On President's Day, the Montana Legislature's bipartisan Joint Appropriations Subcommittee on Natural Resources and Transportation found over $220 million to fully fund Montana road construction projects.

Subcommittee Chairman Carl Glimm, a Republican from Flathead County, said Governor Bullock's budget originally had cut millions of dollars from infrastructure projects.

"Those projects were reduced by almost 24 percent from the Governor's budget," Glimm said. "We went into our subcommittee with a goal of finding as much money as possible for construction projects to build infrastructure for the taxpayers of the state of Montana without having to raise taxes. We were able to actually get enough to fully reverse the cuts the governor had made in his budget to the legislature."

Glimm said the committee was able to pare down the budget of the Department of Transportation, as well as find funds from other sources, without raising taxes.

"There's no increase in taxes," he said. "It's actually made through efficiencies found in our work. The department had quite a  number of empty or vacant positions  that we eliminated, so we were able to take that money and put it towards construction projects, and we also found significant savings on the administrative side. It's all funding that was meant for the state's special highway fund."

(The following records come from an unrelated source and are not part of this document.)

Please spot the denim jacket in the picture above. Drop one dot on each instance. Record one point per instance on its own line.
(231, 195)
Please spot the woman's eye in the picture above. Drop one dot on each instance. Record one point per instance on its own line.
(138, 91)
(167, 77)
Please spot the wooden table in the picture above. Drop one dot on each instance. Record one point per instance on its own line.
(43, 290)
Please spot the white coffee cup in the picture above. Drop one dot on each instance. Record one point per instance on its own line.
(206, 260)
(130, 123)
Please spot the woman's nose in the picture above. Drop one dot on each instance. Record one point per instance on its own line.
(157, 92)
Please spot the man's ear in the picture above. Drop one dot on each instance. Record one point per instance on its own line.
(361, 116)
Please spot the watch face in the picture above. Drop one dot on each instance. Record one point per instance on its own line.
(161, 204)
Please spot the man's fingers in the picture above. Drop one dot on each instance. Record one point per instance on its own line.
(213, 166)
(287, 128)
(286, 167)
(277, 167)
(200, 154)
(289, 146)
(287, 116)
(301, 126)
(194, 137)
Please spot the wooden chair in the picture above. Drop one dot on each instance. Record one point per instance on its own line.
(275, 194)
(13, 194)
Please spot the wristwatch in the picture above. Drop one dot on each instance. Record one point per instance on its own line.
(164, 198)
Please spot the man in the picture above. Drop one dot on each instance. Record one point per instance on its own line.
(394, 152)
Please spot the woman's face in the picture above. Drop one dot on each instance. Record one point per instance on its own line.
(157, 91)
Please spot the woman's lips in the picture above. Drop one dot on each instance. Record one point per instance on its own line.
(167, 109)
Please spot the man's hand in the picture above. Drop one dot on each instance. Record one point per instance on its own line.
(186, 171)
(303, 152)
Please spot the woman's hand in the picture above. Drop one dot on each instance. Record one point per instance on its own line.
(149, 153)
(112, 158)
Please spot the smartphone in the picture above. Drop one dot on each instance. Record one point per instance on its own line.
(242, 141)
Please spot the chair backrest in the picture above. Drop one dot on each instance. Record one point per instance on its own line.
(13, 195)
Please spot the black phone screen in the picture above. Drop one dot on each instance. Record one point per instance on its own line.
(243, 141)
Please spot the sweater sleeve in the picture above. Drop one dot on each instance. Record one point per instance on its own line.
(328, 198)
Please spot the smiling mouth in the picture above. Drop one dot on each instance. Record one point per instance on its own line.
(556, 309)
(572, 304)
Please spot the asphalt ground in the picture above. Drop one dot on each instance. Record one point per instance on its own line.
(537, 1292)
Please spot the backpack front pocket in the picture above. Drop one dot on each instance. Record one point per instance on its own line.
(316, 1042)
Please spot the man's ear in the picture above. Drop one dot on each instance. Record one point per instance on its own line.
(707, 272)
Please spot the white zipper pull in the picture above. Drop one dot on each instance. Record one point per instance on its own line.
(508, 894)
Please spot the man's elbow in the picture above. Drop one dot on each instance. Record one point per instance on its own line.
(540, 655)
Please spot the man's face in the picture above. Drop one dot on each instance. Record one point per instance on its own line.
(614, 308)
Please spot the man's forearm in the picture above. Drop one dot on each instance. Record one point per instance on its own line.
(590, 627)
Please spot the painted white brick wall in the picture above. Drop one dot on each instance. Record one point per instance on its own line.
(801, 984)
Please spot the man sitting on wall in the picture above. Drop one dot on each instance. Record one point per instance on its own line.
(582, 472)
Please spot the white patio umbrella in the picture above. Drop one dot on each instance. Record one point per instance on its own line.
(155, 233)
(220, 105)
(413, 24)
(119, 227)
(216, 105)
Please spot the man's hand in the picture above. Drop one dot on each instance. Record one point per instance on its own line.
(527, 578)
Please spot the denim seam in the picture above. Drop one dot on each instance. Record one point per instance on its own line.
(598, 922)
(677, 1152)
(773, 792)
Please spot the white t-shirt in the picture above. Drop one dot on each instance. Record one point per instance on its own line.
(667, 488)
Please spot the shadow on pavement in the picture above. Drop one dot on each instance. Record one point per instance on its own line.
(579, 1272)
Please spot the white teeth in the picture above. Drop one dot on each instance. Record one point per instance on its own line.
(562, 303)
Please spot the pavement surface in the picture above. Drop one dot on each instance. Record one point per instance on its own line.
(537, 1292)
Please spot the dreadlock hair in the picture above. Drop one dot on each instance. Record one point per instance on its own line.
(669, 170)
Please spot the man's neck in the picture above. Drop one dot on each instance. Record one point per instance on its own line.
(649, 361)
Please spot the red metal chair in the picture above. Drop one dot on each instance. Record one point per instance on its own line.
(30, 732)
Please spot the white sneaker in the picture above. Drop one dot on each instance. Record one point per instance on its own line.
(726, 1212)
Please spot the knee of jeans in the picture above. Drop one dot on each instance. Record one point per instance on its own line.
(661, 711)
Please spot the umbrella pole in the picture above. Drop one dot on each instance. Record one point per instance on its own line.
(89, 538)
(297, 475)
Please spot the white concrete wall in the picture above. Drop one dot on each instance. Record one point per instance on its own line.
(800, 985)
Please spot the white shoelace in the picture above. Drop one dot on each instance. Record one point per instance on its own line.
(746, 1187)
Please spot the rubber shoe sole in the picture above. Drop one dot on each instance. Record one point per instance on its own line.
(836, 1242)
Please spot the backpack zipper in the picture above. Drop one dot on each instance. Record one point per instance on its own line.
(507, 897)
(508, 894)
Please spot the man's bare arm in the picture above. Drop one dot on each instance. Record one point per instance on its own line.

Glimm said the restoration of funding will be a boon to private sector construction companies over the next two years.

"It's an additional $220 million dollars worth of construction projects that will go out," he said. "That will be welcome news for construction companies across the state because it's 24 percent more than we were going to spend under the governor's proposal. In the first 37 days of the legislature, we were able, through a bipartisan effort, to restore than money to the highway construction fund."